I’ve personally gone with 1) above, but using mizzao:partitioner instead of manually putting my own organization_id on every record. It works really well and once each new user is correctly assigned the correct ‘group_id’ you can write all of your pub/sub & methods as if each organisation had their own database. This eliminates the risk of forgetting to manually use the group_id in every new pub/sub/method and allowing data to be exposed.

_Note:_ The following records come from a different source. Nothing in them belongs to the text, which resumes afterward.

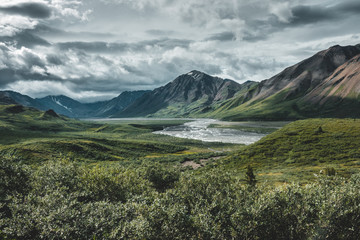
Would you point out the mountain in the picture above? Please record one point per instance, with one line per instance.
(339, 94)
(187, 95)
(69, 107)
(11, 97)
(65, 106)
(292, 94)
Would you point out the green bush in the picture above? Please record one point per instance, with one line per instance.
(61, 200)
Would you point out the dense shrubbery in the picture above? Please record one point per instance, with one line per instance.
(61, 200)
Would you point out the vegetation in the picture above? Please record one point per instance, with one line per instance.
(63, 200)
(301, 149)
(65, 179)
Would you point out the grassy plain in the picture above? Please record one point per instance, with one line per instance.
(32, 138)
(69, 179)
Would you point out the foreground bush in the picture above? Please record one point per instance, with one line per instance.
(63, 201)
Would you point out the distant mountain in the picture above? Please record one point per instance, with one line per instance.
(339, 94)
(294, 92)
(326, 84)
(11, 97)
(188, 94)
(117, 104)
(69, 107)
(65, 106)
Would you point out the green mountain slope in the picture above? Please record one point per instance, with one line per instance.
(302, 90)
(188, 94)
(303, 148)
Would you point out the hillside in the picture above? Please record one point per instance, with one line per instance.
(294, 93)
(117, 104)
(301, 149)
(69, 107)
(186, 95)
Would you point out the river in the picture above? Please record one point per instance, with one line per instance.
(199, 129)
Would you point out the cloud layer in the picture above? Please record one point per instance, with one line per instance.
(97, 49)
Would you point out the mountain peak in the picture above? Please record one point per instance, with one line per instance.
(195, 74)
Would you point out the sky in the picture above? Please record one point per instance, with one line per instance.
(93, 50)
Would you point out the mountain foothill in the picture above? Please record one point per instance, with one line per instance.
(326, 84)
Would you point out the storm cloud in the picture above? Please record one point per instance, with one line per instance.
(33, 10)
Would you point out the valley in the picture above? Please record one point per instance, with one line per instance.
(199, 158)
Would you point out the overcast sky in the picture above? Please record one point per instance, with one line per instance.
(95, 49)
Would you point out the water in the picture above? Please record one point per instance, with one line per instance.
(199, 130)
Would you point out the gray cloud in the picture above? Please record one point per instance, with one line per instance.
(111, 47)
(129, 45)
(159, 32)
(223, 36)
(25, 38)
(33, 10)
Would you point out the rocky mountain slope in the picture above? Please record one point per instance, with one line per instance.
(294, 92)
(69, 107)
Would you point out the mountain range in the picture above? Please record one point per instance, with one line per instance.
(325, 85)
(71, 108)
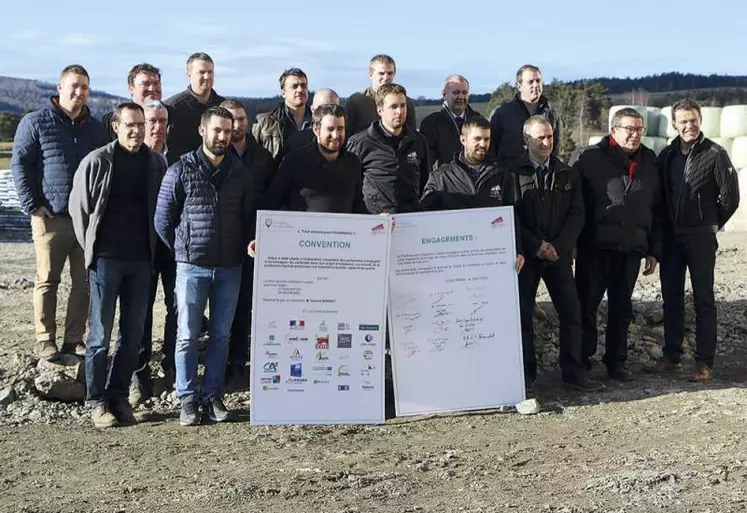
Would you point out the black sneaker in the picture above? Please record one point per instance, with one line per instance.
(620, 373)
(188, 416)
(215, 410)
(582, 383)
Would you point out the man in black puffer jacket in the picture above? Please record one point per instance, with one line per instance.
(620, 185)
(702, 192)
(48, 147)
(550, 206)
(507, 121)
(206, 216)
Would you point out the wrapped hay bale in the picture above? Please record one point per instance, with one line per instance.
(711, 124)
(665, 123)
(733, 121)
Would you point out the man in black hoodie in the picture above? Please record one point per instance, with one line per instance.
(550, 206)
(701, 193)
(443, 129)
(187, 107)
(394, 156)
(620, 185)
(507, 121)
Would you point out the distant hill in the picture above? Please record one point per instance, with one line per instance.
(21, 95)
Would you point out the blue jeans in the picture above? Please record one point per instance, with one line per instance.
(109, 280)
(196, 285)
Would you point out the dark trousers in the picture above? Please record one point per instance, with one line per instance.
(696, 253)
(111, 280)
(558, 278)
(164, 267)
(238, 344)
(616, 273)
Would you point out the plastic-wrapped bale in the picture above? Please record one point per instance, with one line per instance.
(652, 121)
(665, 123)
(739, 153)
(734, 121)
(723, 141)
(738, 222)
(711, 124)
(639, 108)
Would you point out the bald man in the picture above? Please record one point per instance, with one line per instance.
(443, 128)
(324, 96)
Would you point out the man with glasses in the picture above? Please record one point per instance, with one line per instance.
(702, 192)
(620, 186)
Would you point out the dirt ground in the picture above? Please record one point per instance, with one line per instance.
(655, 444)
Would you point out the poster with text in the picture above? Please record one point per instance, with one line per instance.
(454, 311)
(318, 319)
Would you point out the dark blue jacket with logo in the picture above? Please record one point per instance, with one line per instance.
(203, 225)
(47, 150)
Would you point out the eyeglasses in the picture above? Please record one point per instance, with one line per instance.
(632, 129)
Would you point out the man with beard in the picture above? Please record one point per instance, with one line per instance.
(112, 203)
(48, 147)
(362, 109)
(470, 180)
(273, 130)
(550, 206)
(323, 96)
(144, 85)
(393, 155)
(260, 163)
(701, 192)
(188, 106)
(322, 176)
(443, 129)
(507, 121)
(620, 186)
(206, 215)
(164, 267)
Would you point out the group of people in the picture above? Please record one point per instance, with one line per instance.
(168, 190)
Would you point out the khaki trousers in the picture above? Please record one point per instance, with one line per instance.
(54, 243)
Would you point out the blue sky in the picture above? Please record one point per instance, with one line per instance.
(485, 40)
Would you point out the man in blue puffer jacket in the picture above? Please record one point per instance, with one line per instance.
(206, 215)
(48, 146)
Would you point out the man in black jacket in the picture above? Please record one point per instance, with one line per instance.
(550, 206)
(362, 109)
(620, 185)
(260, 163)
(443, 129)
(507, 121)
(321, 176)
(188, 106)
(394, 156)
(471, 180)
(206, 215)
(273, 130)
(701, 193)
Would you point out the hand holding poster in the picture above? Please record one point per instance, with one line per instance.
(454, 311)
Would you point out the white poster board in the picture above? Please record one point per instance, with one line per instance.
(318, 318)
(454, 321)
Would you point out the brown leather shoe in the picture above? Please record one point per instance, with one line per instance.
(702, 374)
(663, 365)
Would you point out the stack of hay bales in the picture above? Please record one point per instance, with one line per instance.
(725, 126)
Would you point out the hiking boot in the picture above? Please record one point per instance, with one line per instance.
(47, 350)
(702, 374)
(582, 383)
(663, 365)
(102, 418)
(620, 373)
(123, 412)
(76, 348)
(188, 416)
(215, 410)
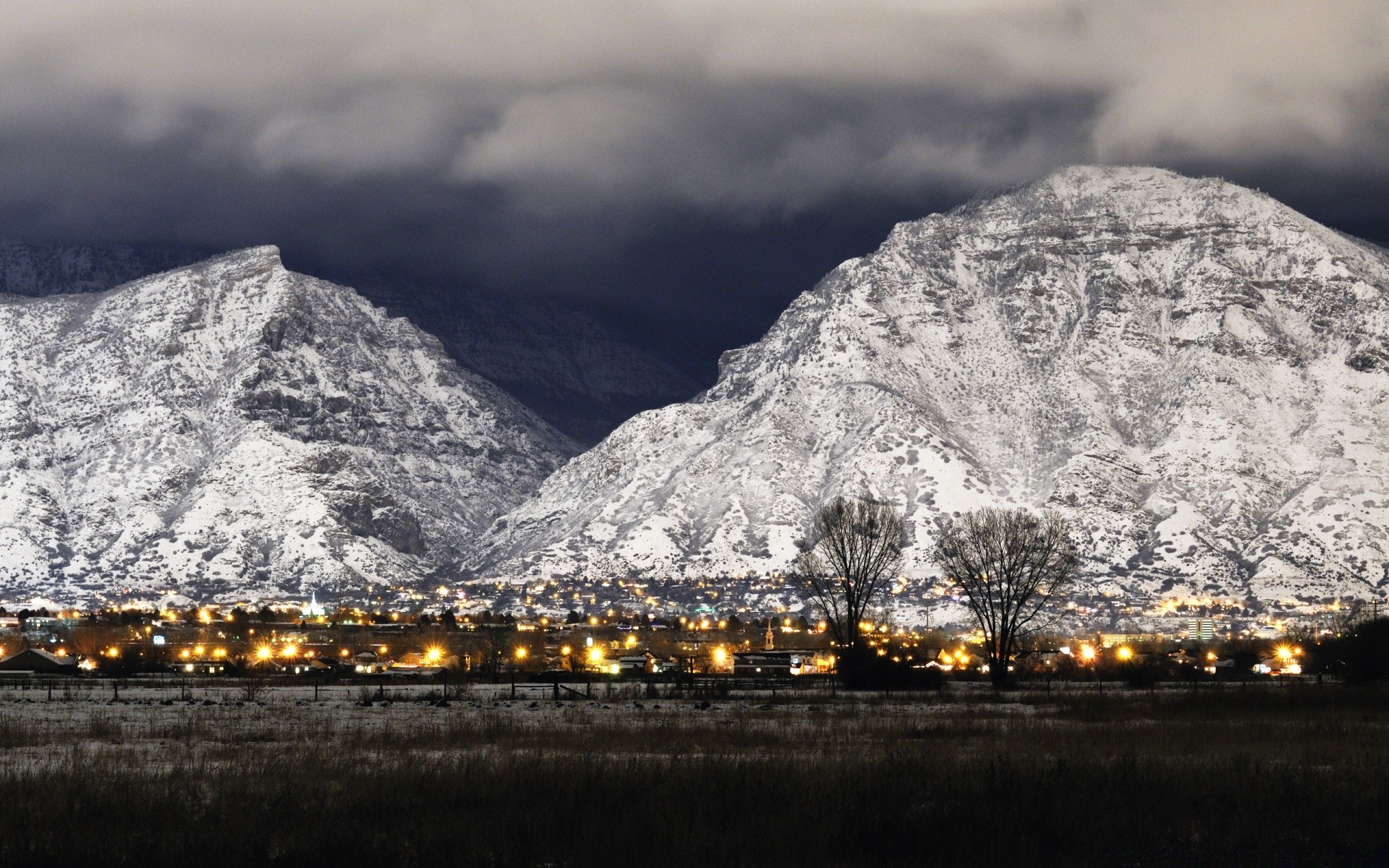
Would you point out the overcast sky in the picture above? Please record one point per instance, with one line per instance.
(692, 164)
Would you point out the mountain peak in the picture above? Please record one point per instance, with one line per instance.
(1186, 368)
(234, 430)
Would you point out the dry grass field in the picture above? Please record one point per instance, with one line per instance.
(1294, 775)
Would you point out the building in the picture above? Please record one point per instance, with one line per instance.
(637, 664)
(39, 663)
(203, 667)
(781, 664)
(1200, 629)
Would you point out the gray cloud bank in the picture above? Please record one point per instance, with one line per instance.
(484, 138)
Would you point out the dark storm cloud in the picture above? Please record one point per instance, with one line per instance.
(616, 149)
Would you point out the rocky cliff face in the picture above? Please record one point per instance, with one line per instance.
(234, 430)
(49, 270)
(570, 368)
(1194, 373)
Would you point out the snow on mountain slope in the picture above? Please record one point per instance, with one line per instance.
(235, 428)
(1197, 374)
(570, 368)
(49, 270)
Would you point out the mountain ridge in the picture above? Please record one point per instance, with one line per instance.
(1027, 349)
(237, 430)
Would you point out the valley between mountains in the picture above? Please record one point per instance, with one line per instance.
(1192, 373)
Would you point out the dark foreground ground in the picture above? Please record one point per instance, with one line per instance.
(1294, 775)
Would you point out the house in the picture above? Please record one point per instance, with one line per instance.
(764, 664)
(39, 663)
(637, 664)
(203, 667)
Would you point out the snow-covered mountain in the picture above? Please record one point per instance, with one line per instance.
(234, 428)
(569, 367)
(1197, 374)
(48, 270)
(572, 368)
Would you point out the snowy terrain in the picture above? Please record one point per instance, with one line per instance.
(51, 270)
(238, 430)
(566, 365)
(1194, 373)
(570, 368)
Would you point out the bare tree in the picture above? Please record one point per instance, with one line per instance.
(1008, 564)
(851, 553)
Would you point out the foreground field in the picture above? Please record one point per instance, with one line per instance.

It looks like mizzao:partitioner hasn’t been updated for a while but it works really well for me on Meteor 1.4.2. I’ll be trying 1.5 soon… Working in production here: https://www.virtualinout.com/
I was initially going to use sub-domains as you are planning to do, but in the end that made SSL much more expensive (compared to lets-encrypt which is free and automatic but doesn’t support wildcard SSL). In my case the Admin for each organisation has to add/import their own users, and thanks to mizzao:partitioner all imported users automatically inherit the ‘group_id’ of the admin. In the end I dropped the subdomain.
Another benefit of having everyone in the same database is that as the developer you can see all the data from all the different organisations in your own admin panel (or ‘root panel’ as mine is called). You can then assign to yourself the ‘group_id’ of any of the organisations and use the app as if you were part of that organisation.